Design is an iterative process; it isn’t finished once it’s delivered.

Successful designers understand the importance of measuring outcomes through methods like user interviews, diary studies, A/B testing, or instrumentation.

Data and research drives decisions, which allow designers to incrementally improve their designs, one sprint at a time.

3. They don’t fall in love with their solution

One of the biggest lessons I’ve learned as a UX designer is to never fall in love with your designs.

Just like in relationships, it can lead to heartbreak.

A big mistake that designers often make is being unaware of confirmation bias, which is the tendency to look for, or interpret, information to back up their own beliefs.
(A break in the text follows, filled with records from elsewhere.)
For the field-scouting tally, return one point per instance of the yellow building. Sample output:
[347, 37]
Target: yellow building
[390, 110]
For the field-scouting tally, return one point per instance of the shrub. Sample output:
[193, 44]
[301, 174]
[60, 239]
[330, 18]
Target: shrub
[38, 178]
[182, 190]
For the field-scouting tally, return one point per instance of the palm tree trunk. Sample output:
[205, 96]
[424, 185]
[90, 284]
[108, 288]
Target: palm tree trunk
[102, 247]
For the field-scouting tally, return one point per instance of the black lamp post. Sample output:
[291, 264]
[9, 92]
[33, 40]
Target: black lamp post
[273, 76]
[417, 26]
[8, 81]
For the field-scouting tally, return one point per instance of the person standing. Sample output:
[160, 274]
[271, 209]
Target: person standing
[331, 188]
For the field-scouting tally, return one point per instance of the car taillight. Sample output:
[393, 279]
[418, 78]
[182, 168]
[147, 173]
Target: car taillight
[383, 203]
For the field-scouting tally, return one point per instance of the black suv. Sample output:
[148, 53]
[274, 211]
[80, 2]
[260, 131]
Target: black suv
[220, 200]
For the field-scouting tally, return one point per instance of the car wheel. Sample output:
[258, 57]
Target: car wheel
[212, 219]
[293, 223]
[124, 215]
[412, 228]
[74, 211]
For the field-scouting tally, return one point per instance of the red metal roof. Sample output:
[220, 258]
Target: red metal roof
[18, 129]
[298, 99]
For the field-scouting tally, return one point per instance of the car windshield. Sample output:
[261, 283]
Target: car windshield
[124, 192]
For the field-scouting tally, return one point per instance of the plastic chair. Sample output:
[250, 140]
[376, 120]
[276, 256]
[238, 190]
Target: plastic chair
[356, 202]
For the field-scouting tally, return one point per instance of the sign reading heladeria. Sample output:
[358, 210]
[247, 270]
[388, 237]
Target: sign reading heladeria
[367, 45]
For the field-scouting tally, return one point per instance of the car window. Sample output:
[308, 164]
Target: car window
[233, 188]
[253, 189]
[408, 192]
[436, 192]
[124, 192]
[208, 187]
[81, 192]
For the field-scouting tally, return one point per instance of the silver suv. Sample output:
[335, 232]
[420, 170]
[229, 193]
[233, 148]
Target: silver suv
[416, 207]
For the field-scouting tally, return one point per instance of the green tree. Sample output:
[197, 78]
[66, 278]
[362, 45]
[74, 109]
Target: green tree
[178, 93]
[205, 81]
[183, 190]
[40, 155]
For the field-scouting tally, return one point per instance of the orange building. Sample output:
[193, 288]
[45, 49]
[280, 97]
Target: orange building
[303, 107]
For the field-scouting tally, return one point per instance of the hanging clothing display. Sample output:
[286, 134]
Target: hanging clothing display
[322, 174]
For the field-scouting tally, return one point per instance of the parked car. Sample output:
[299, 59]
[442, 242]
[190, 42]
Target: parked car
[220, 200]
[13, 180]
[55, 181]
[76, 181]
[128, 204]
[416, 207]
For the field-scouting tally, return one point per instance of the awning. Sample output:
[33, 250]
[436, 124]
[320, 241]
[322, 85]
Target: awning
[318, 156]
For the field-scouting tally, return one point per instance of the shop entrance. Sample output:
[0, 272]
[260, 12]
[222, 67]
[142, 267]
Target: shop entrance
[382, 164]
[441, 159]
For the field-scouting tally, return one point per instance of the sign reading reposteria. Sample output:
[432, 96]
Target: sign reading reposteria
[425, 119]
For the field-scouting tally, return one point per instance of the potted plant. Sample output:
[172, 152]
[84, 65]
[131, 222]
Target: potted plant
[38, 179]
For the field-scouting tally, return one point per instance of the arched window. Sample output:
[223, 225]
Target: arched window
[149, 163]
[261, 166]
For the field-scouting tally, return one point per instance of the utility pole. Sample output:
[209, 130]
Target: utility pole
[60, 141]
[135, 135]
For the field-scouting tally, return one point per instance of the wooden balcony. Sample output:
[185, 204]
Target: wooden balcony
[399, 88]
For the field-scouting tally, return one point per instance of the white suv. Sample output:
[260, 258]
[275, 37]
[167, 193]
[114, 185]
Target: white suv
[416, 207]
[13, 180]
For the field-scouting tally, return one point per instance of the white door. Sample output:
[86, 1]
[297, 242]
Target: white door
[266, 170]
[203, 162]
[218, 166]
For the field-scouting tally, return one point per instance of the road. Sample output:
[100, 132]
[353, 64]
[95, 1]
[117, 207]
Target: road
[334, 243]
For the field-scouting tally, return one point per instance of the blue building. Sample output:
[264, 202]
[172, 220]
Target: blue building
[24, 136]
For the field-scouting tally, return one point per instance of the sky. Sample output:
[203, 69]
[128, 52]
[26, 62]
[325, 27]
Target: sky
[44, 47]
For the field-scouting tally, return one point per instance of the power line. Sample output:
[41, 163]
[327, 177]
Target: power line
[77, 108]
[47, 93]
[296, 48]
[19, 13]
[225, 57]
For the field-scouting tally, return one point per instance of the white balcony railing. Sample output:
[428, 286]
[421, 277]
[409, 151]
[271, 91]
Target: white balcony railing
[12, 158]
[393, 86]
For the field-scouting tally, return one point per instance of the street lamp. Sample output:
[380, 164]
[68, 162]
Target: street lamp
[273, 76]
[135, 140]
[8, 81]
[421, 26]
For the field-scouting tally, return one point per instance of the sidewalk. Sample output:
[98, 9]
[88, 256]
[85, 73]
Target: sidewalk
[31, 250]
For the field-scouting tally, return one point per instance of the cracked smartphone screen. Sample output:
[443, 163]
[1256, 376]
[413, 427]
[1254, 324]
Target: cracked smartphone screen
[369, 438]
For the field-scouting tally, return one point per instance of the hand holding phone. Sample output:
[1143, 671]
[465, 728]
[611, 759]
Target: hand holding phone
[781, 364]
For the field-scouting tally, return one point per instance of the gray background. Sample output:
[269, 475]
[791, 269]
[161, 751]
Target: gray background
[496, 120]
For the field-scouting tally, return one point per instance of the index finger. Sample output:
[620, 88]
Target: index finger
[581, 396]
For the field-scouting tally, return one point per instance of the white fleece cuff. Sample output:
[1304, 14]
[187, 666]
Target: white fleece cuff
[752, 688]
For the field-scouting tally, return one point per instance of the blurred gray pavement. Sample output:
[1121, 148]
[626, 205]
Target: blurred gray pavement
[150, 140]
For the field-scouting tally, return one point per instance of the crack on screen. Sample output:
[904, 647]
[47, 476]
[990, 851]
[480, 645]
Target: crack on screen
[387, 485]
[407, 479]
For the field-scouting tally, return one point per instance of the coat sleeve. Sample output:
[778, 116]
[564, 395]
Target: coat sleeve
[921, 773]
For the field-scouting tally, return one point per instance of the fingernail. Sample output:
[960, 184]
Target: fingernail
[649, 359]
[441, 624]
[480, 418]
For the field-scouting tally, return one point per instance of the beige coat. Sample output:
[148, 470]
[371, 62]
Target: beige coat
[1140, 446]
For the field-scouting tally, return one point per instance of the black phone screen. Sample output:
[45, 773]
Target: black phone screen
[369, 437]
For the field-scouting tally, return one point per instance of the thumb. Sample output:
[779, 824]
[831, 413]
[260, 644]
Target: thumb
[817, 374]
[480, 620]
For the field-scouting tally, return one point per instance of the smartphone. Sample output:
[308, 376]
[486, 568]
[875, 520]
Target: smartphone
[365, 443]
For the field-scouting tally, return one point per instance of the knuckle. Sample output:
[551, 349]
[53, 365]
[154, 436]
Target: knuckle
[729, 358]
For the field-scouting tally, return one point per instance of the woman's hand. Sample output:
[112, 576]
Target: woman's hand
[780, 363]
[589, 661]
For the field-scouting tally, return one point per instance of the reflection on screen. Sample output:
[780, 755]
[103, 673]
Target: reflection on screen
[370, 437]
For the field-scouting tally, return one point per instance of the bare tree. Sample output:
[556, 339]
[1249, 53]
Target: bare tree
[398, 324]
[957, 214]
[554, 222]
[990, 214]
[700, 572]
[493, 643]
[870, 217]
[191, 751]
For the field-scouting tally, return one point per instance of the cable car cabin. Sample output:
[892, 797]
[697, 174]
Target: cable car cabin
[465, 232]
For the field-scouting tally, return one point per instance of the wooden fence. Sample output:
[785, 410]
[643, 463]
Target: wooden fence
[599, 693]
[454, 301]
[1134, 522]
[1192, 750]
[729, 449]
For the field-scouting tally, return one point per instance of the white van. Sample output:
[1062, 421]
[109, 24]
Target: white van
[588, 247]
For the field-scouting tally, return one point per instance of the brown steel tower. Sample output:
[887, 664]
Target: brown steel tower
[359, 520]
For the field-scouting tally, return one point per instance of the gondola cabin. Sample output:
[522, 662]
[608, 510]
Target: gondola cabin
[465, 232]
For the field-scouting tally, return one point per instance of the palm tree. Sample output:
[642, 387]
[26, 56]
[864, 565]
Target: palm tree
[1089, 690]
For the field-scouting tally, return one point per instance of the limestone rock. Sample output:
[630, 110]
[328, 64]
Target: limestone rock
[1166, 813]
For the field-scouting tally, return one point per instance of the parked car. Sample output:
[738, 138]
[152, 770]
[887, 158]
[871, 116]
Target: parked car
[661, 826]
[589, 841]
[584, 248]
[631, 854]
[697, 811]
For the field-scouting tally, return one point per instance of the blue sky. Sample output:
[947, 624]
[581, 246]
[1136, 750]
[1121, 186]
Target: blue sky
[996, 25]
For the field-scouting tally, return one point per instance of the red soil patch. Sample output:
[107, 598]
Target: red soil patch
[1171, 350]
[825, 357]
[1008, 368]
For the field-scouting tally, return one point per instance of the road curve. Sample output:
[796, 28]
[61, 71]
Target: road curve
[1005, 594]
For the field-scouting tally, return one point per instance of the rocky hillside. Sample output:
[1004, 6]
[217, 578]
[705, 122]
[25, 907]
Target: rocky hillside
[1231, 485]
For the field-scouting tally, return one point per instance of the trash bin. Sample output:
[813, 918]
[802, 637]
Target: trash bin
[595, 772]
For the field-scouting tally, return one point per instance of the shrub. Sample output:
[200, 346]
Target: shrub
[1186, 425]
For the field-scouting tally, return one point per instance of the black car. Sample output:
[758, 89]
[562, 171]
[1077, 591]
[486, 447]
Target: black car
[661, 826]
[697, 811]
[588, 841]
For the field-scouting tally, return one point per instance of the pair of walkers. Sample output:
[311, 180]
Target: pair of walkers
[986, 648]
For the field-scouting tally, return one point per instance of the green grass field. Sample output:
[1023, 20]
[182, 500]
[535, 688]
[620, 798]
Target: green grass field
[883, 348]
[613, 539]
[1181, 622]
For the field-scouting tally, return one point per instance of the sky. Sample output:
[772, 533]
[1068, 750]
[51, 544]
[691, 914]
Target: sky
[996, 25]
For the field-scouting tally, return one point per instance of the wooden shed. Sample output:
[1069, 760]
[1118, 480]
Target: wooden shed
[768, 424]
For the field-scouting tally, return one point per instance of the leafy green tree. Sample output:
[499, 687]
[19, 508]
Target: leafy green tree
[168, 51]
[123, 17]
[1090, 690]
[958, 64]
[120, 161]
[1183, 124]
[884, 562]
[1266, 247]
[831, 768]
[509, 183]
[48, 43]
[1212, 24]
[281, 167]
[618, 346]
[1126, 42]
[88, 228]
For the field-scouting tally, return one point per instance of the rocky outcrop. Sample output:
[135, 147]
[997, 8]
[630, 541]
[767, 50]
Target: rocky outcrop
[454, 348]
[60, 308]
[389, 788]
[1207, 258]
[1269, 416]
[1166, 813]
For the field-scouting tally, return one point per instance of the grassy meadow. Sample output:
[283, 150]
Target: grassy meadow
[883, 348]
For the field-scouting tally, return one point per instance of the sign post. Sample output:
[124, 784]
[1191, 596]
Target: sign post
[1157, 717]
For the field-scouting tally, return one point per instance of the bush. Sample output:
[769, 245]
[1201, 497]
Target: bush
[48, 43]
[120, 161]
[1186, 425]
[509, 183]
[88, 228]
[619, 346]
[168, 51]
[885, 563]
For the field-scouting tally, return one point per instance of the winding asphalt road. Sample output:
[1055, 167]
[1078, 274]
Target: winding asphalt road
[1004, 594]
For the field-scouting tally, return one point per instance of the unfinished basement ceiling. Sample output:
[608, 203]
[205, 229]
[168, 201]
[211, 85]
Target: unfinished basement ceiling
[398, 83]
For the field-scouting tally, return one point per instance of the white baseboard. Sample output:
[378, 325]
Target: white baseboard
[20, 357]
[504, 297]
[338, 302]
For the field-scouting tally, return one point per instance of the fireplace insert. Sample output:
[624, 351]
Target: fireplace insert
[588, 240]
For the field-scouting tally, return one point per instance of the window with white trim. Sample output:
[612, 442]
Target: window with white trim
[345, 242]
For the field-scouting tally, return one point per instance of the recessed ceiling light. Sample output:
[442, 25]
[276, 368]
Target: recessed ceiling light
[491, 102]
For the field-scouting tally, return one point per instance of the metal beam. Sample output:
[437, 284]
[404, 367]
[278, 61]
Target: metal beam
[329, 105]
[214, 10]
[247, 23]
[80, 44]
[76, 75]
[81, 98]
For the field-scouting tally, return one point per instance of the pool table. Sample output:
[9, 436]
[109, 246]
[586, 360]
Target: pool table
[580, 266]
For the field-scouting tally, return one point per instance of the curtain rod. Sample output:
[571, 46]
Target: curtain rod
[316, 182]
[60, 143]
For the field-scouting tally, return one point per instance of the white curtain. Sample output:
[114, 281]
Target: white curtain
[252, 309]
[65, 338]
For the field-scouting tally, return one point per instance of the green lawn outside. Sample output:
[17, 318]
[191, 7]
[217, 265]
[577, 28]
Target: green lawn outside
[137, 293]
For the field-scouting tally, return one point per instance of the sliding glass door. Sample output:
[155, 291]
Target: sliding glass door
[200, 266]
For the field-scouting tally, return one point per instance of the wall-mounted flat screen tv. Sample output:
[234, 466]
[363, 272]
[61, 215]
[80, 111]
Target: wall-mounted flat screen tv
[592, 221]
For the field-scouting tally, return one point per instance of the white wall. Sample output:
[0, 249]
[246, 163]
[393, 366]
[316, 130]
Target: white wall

A venn diagram of Confirmation bias. On the left side is Facts & Evidence (or evidence we ignore). On the right side is Our Beliefs. In the middle is Evidence we believe.
(Source: NN/g — Confirmation Bias in UX)

Confirmation bias can be dangerous in UX as it can lead to poor or incorrect decisions based on validating false assumptions or personal preferences.

Asking biased questions while conducting research can lead to users focusing on the wrong thing and unintentionally confirming your own thoughts.

This results in designing experiences that may not accurately address the users’ needs or provide any value.

A great UX designer has the willingness and ability to let go of an idea.

Designers should be receptive to feedback and critique about their designs.

Work with researchers to ask open-ended questions without leading the users into validating your assumptions.

Learn to let go of a solution if the data and feedback support a different direction.

Being a designer isn’t about designing whatever you feel like is right, but rather grounding your designs in research and insights to deliver an experience that addresses real user needs.

4. They don’t only focus on designing

As UX designers gain more influence in their organization, they tend to take a step back from designing and become more involved in product strategy and envisioning the future.

Senior designers collaborate closely with product leaders to define the roadmap, breaking down larger initiatives into milestones and sprints.

An example of an experience-based roadmap drawn on a whiteboard. The title says “Our user can…”. Underneath is a table that is labelled “Short term” on the left and “Long term” on the right. The table has three columns labelled “Stage 1”, “Stage 2”, and “Stage 3”. In each column are sticky notes of an experience that the user should be able to experience during each stage.
(Source: IBM Enterprise Design Thinking Toolkit — Experience-based Roadmap)

It’s important to understand how design as a function contributes to the overall product strategy in order to convince stakeholders and influence design. Designers should explore ideas and communicate the tradeoffs to back up their decisions.

It can also help to understand code so that you can work better with engineering teams to realize your vision. Being able to speak the same language as your cross-functional partners will help strengthen teams and deliver better outcomes for users.

Growing your T-shaped skillset as a UX designer will help you gain the knowledge and expertise required to level up in your career.

An example of a designer’s T-shape in Year 1 and Year 3. The Year 1 T-shape has three columns of skills, with the middle column being the deepest. The Year 3 T-shape has five columns of skills with many more skills under the wing discipline and an even deeper middle column.
An example of how a UX designer can grow their T-shape skillset over time by deepening their core discipline and broadening their wing disciplines.

“If good UX design is the result of very careful consideration, I’d suggest that a good UX designer is one who has carefully gathered all of the information they need to fully understand the needs of both user and brand in relation to whatever issue they are trying to solve. With these thorough understandings, the most appropriate UX solution will pretty much present itself.”